MAINT: Einsum argument parsing cleanup #11095

jaimefrio · 2018-05-14T14:17:04Z

Several refactorings and simplifications of einsum's argument parsing. Makes some progress towards #10801.

mattip · 2018-05-14T15:03:53Z

Off topic. Has there ever been discussion about unifying the subscript parsing in einsum with that of ufunc signatures? They seem similar but different.

jaimefrio · 2018-05-14T15:12:51Z

I don't recall any. There are a few differences that I can think off the top of my head, that may make a unified approach not that easy, e.g. einsum can have ellipsis, ufuncs can't; einsum labels are single letters, ufuncs can be any valid Python variable name; different delimiters... But if those differences could be abstracted and the resulting code was simpler, I would be all for it.

mattip · 2018-05-14T15:18:06Z

It is something to keep in mind as I work through #9028, one of the alternatives is to extend the generalized ufunc signature.

mhvk

To me at least, this really clarifies what was rather opague code.
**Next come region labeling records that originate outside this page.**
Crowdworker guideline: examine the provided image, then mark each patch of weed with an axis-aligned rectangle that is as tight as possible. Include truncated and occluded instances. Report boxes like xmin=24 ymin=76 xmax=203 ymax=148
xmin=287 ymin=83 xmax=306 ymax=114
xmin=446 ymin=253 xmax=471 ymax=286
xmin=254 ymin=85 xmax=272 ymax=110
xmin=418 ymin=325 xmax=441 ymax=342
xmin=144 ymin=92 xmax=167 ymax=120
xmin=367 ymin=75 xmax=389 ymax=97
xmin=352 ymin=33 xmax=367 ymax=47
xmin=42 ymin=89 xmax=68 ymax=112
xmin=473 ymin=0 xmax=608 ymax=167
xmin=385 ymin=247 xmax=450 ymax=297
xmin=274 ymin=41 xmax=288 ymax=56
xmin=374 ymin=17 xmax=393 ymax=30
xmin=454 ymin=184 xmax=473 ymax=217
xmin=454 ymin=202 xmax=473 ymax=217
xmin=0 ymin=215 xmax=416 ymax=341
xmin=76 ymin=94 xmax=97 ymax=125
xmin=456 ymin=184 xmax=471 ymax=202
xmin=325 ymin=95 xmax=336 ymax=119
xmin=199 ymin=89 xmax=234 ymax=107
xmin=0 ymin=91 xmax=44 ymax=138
Only nitpicks by way of comments, really.

mhvk · 2018-05-14T17:57:06Z

numpy/core/src/multiarray/einsum.c.src

-            /* Search for the next matching label */
-            next = (char *)memchr(out_labels+idim+1, label,
-                                    ndim-idim-1);
+            /* Search for the next ,atching label. */


mhvk · 2018-05-14T18:00:53Z

numpy/core/src/multiarray/einsum.c.src

-            if (memchr(subscripts+i+1, label, length-i-1) == NULL) {
-                /* Check that it was used in the inputs */
+            /* Check that it doesn't occur again. */
+            if (memchr(subscripts + i + 1, label, length - i - 1) == NULL) {


I'd raise an error on != NULL here, to match the docstring and for ease of comprehension

mhvk · 2018-05-14T18:01:26Z

numpy/core/src/multiarray/einsum.c.src

+                    return -1;
+                }
+                /* Check that there is room in out_labels for this label. */
+                if (ndim < NPY_MAXDIMS) {


Same here, just >= NPY_MAXDIMS -> error.

mhvk · 2018-05-14T19:52:56Z

numpy/core/src/multiarray/einsum.c.src

-        }
-    }
+                /* Check there is room in out_labels for broadcast dims. */
+                if (ndim + ndim_broadcast <= NPY_MAXDIMS) {


I'd again reverse the logic of the test, but, really, I'm nitpicking!

jaimefrio · 2018-05-14T23:52:24Z

I have added a new commit following @mhvk's suggestions, which indeed make the code look nicer. Have extended the same idea to 'parse_operand_subscript' as well.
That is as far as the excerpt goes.